Correlation Between GM and Northern Lights
Can any of the company-specific risk be diversified away by investing in both GM and Northern Lights at the same time? Although using a correlation coefficient on its own may not help to predict future stock returns, this module helps to understand the diversifiable risk of combining GM and Northern Lights into the same portfolio, which is an essential part of the fundamental portfolio management process.
By analyzing existing cross correlation between General Motors and Northern Lights, you can compare the effects of market volatilities on GM and Northern Lights and check how they will diversify away market risk if combined in the same portfolio for a given time horizon. You can also utilize pair trading strategies of matching a long position in GM with a short position of Northern Lights. Check out your portfolio center. Please also check ongoing floating volatility patterns of GM and Northern Lights.
Diversification Opportunities for GM and Northern Lights
0.32 | Correlation Coefficient |
Weak diversification
The 3 months correlation between GM and Northern is 0.32. Overlapping area represents the amount of risk that can be diversified away by holding General Motors and Northern Lights in the same portfolio, assuming nothing else is changed. The correlation between historical prices or returns on Northern Lights and GM is a relative statistical measure of the degree to which these equity instruments tend to move together. The correlation coefficient measures the extent to which returns on General Motors are associated (or correlated) with Northern Lights. Values of the correlation coefficient range from -1 to +1, where. The correlation of zero (0) is possible when the price movement of Northern Lights has no effect on the direction of GM i.e., GM and Northern Lights go up and down completely randomly.
Pair Corralation between GM and Northern Lights
Allowing for the 90-day total investment horizon General Motors is expected to generate 5.77 times more return on investment than Northern Lights. However, GM is 5.77 times more volatile than Northern Lights. It trades about 0.09 of its potential returns per unit of risk. Northern Lights is currently generating about 0.12 per unit of risk. If you would invest 4,476 in General Motors on August 29, 2024 and sell it today you would earn a total of 1,074 from holding General Motors or generate 23.99% return on investment over 90 days.
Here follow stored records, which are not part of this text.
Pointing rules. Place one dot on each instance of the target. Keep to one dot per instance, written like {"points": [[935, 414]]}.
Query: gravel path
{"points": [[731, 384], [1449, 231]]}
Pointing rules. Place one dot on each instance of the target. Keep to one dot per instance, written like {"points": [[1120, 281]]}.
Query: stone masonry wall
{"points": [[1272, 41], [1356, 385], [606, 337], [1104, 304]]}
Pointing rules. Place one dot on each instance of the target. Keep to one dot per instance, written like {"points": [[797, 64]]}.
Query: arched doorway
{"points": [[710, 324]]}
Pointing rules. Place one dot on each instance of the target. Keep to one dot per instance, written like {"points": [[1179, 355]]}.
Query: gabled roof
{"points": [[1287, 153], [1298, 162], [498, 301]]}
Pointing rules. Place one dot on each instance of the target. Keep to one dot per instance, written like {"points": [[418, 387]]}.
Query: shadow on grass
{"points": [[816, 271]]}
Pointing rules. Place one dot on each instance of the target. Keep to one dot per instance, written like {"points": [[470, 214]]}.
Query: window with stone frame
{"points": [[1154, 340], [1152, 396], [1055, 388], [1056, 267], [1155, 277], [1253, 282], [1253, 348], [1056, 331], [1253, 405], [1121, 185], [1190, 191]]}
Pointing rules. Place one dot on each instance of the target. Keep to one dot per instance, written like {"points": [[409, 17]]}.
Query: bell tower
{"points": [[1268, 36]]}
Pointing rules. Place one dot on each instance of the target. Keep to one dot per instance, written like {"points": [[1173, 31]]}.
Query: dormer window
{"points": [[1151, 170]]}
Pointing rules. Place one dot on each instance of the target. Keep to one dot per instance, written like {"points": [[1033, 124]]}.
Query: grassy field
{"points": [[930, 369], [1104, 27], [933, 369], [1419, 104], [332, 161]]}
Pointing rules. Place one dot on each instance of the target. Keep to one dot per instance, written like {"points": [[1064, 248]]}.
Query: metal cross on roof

Time Period | 3 Months [change] |
Direction | Moves Together |
Strength | Very Weak |
Accuracy | 100.0% |
Values | Daily Returns |
General Motors vs. Northern Lights
Performance |
Timeline |
General Motors |
Northern Lights |
GM and Northern Lights Volatility Contrast
Predicted Return Density |
Returns |
Pair Trading with GM and Northern Lights
The main advantage of trading using opposite GM and Northern Lights positions is that it hedges away some unsystematic risk. Because of two separate transactions, even if GM position performs unexpectedly, Northern Lights can make up some of the losses. Pair trading also minimizes risk from directional movements in the market. For example, if an entire industry or sector drops because of unexpected headlines, the short position in Northern Lights will offset losses from the drop in Northern Lights' long position.The idea behind General Motors and Northern Lights pairs trading is to make the combined position market-neutral, meaning the overall market's direction will not affect its win or loss (or potential downside or upside). This can be achieved by designing a pairs trade with two highly correlated stocks or equities that operate in a similar space or sector, making it possible to obtain profits through simple and relatively low-risk investment.Northern Lights vs. WisdomTree Interest Rate | Northern Lights vs. WisdomTree SmallCap Quality | Northern Lights vs. WisdomTree Emerging Markets | Northern Lights vs. WisdomTree Emerging Markets |
Check out your portfolio center.Note that this page's information should be used as a complementary analysis to find the right mix of equity instruments to add to your existing portfolios or create a brand new portfolio. You can also try the Performance Analysis module to check effects of mean-variance optimization against your current asset allocation.